L'auteur fait le bilan des progrès accomplis en matière de biotechnologie et des applications de celle-ci à l'amélioration des arbres dans un ouvrage qui est sur le point d'être publié (FAO, sous presse). Les paragraphes ci-après passent brièvement en revue les biotechnologies les plus utilisées.
Cryopréservation et stockage in vitro
Ces techniques permettent de conserver des cellules, tissus ou organes dans des cultures où la croissance est ralentie (par exemple, en réduisant la lumière, la température ou les nutriments), ou suspendue (par immersion dans l'azote liquide). Ces méthodes présentent de nombreuses difficultés techniques, notamment en ce qui concerne la régénération ultérieure des plantes conservées dans ces cultures, mais les résultats récents sont plutôt encourageants.

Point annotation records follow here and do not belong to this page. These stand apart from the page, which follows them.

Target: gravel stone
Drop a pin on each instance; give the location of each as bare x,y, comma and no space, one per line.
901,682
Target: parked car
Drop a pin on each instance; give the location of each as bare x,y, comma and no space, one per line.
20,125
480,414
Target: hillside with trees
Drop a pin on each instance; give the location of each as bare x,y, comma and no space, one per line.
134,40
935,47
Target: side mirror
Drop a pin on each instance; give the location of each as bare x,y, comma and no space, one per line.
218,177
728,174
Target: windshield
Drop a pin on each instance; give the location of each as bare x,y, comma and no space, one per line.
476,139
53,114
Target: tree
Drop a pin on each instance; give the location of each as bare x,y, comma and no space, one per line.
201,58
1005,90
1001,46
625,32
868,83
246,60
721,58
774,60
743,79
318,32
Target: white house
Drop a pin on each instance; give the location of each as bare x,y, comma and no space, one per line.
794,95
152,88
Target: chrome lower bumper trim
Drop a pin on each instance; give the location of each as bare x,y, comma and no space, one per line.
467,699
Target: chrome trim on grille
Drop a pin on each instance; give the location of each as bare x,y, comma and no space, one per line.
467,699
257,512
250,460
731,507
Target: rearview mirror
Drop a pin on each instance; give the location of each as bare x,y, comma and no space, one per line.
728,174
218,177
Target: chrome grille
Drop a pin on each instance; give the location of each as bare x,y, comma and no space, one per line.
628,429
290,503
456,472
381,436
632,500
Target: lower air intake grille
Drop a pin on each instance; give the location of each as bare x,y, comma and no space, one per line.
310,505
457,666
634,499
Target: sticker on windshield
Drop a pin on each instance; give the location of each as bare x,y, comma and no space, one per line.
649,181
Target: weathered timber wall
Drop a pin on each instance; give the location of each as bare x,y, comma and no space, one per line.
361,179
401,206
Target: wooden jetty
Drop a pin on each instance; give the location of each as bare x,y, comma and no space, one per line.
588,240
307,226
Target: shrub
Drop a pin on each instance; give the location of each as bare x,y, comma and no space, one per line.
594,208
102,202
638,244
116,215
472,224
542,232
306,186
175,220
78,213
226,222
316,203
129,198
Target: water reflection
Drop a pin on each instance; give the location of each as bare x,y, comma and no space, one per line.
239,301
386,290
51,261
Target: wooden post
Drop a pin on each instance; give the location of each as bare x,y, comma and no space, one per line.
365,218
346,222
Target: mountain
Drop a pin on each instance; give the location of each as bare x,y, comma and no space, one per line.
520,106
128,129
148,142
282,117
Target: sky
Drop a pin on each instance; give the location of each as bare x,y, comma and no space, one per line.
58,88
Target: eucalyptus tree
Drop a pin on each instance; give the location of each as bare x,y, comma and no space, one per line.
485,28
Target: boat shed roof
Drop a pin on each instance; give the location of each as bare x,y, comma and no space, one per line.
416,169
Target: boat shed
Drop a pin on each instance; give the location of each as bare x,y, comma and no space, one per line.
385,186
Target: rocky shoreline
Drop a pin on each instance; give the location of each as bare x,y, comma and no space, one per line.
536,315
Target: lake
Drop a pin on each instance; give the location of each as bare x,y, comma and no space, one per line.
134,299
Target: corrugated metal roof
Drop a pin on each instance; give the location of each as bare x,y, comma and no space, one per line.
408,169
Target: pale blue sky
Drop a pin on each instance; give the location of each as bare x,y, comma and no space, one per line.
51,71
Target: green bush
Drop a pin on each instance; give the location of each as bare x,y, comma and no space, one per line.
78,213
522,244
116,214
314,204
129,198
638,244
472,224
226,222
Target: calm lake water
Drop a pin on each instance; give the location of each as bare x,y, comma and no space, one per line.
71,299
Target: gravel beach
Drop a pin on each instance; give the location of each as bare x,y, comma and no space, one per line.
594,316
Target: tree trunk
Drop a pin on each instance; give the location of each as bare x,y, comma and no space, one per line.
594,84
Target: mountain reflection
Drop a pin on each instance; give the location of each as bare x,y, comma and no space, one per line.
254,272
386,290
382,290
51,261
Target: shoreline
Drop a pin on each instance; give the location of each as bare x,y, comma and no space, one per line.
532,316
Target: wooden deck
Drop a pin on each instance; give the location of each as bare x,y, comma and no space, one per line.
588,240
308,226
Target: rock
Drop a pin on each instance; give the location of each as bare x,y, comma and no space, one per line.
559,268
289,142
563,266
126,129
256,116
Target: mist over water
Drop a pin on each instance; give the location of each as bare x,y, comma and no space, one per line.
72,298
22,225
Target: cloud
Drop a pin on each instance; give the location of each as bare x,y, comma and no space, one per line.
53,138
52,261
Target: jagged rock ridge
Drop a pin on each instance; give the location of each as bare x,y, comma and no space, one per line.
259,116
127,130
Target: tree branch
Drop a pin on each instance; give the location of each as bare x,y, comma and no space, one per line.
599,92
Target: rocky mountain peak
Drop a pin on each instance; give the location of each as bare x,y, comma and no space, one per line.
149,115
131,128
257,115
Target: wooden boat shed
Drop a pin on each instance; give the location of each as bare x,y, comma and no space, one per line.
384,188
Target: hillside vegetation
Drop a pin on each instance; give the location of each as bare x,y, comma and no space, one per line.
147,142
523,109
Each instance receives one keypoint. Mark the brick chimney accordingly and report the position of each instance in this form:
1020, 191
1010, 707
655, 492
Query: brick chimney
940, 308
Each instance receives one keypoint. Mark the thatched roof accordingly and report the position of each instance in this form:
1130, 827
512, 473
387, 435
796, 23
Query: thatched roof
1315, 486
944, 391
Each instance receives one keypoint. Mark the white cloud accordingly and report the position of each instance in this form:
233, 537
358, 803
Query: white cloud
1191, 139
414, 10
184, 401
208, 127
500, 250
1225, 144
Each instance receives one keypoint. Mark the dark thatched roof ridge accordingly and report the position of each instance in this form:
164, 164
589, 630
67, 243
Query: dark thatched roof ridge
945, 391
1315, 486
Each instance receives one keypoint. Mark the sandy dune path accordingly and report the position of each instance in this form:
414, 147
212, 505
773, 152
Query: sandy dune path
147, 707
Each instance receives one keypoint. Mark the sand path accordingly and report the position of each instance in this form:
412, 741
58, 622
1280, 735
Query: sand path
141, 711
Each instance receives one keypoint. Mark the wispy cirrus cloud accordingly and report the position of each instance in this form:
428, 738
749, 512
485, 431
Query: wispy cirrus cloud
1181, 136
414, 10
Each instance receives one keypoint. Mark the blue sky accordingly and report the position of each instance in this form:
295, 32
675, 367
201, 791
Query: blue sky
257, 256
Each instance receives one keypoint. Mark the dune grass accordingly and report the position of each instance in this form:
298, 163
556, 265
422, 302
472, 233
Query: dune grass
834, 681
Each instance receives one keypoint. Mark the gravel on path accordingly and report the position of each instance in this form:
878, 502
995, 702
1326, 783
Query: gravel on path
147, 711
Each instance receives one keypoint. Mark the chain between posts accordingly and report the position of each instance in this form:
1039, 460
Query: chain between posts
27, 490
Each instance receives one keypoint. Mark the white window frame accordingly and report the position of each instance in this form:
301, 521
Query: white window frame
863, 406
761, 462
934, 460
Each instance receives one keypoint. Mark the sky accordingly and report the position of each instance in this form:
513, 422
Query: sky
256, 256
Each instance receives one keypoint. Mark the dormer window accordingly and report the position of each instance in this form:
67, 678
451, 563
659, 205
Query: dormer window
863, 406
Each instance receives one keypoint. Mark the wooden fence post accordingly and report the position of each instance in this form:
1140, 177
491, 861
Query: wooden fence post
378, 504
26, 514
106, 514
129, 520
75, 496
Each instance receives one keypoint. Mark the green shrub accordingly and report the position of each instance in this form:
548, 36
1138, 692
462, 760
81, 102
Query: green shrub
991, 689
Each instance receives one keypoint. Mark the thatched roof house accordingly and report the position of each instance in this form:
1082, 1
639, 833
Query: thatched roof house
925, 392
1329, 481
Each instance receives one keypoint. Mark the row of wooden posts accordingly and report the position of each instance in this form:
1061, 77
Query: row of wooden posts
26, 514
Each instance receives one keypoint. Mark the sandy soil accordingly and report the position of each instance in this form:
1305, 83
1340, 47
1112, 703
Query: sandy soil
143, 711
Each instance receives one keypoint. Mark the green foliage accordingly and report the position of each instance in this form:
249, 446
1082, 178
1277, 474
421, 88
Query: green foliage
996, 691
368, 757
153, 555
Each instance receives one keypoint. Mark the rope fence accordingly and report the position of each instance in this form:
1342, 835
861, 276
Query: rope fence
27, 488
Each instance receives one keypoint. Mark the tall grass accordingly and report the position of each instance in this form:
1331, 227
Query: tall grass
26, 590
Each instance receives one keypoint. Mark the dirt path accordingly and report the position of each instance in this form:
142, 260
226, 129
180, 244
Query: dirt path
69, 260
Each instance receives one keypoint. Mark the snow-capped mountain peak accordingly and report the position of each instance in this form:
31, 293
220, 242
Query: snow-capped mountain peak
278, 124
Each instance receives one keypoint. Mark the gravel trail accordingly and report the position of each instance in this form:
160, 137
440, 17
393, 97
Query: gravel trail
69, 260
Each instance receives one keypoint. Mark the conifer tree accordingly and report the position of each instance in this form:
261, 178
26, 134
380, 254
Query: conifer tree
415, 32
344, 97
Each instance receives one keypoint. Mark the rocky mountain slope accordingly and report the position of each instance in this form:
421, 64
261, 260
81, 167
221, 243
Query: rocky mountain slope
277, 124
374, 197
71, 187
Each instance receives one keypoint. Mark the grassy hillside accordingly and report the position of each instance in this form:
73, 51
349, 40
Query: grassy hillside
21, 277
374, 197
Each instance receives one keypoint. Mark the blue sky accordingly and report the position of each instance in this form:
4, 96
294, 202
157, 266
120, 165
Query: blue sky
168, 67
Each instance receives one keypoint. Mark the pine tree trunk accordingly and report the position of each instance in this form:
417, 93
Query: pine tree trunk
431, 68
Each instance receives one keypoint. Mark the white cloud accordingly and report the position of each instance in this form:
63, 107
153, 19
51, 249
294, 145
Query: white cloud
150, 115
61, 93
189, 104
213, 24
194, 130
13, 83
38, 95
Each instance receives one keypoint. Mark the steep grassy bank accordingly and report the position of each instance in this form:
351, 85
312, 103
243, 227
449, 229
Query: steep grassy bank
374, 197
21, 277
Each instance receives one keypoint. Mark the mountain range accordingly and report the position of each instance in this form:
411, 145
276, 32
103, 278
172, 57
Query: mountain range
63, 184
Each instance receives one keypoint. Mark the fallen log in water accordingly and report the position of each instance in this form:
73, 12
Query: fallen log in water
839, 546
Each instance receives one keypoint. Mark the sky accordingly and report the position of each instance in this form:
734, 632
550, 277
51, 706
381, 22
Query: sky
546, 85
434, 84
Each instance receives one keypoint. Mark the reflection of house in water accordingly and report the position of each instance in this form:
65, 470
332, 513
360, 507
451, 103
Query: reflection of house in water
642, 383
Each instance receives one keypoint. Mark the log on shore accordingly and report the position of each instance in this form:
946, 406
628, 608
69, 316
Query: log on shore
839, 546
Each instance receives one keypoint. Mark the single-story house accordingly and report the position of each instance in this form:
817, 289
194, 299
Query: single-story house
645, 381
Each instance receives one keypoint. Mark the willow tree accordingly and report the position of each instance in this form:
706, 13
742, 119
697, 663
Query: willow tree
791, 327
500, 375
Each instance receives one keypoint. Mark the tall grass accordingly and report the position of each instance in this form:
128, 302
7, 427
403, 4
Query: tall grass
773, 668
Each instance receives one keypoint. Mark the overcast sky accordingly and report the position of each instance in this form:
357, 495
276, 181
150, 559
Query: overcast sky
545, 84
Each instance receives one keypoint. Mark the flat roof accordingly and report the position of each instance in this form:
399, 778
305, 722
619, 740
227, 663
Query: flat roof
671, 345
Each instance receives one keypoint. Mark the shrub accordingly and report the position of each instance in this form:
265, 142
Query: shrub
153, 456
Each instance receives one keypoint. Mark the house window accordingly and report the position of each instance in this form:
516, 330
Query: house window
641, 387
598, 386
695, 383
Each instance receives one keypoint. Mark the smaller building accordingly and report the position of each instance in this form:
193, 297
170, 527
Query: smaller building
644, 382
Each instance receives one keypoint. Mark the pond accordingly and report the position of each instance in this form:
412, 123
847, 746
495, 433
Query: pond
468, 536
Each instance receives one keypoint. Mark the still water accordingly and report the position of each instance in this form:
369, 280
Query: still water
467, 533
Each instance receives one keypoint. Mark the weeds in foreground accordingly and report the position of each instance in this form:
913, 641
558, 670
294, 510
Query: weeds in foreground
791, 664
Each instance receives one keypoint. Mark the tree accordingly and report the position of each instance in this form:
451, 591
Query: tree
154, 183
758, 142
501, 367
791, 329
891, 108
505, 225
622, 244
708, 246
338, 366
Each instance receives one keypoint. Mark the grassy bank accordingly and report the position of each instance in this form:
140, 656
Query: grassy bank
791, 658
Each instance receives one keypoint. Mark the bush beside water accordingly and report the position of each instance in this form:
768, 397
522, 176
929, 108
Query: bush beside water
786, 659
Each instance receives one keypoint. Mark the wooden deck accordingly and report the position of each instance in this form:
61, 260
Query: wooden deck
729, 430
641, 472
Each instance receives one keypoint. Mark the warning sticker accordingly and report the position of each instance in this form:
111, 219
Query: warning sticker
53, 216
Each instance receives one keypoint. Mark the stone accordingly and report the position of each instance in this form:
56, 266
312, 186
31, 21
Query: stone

On a déjà réussi à régénérer, à partir de tissus préservés par le froid, plus de 70 espèces végétales, dont le cocotier, l'hévea, le cacaoyer et le caféier et plusieurs essences forestières. Ces résultats permettent d'espérer que les technologies en question pourront être appliquées à l'amélioration génétique des arbres.
Conservation des gènes. Bien qu'elles soient de plus en plus utilisées pour le stockage du matériel génétique menacé d'espèces agricoles (Engelmann, 1991), les techniques de stockage in vitro et de cryopréservation présentent peu d'intérêt pour le stockage du matériel génétique des essences forestières. Le capital génétique de la plupart des espèces industrielles courantes est relativement bien préservé dans des peuplements in situ et ex situ et dans des banques de semences. Il ne fait pas de doute que le matériel génétique de nombreuses espèces d'arbres est menacé, notamment parmi les feuillus tropicaux et les essences non industrielles. La répartition de ces essences, de même que leurs caractéristiques biologiques, sont mal connues. Le principal obstacle à la conservation du matériel génétique des essences forestières est l'insuffisance des ressources disponibles pour les travaux de prospection et de récolte qui seraient nécessaires avant que l'on puisse procéder à La conservation du matériel génétique; un autre obstacle est le manque de fiabilité de nombre d'installations de stockage de semences existantes. Même pour les essences récalcitrantes (c'est-à-dire difficiles à conserver), il vaudrait mieux accorder la priorité à la création de plantations ex situ, ce qui faciliterait l'évaluation du matériel, devenue urgente. A plus long terme, la cryopréservation et le stockage in vitro pourraient avoir leur utilité en tant que stratégie de conservation de secours, mais seulement pour les populations d'essences récalcitrantes déjà bien étudiées.
Maintien de l'état juvénile. La suspension des processus de croissance implique également la conservation de l'état de maturation précédemment atteint dans les tissus - sans aucune des incertitudes associées à des stratégies de substitution comme le recépage répété ou la multiplication en série. La cryopréservation mérite par conséquent davantage d'attention comme moyen de maintenir la juvénilité pendant le testage clonal simultané de façon à retenir les gains génétiques offerts par la foresterie clonale appliquée aux essences industrielles. Cette technologie est donc applicable essentiellement aux cas où les programmes d'amélioration sont bien établis, où la foresterie clonale est un objectif réaliste et où le rajeunissement est difficile en particulier pour les conifères.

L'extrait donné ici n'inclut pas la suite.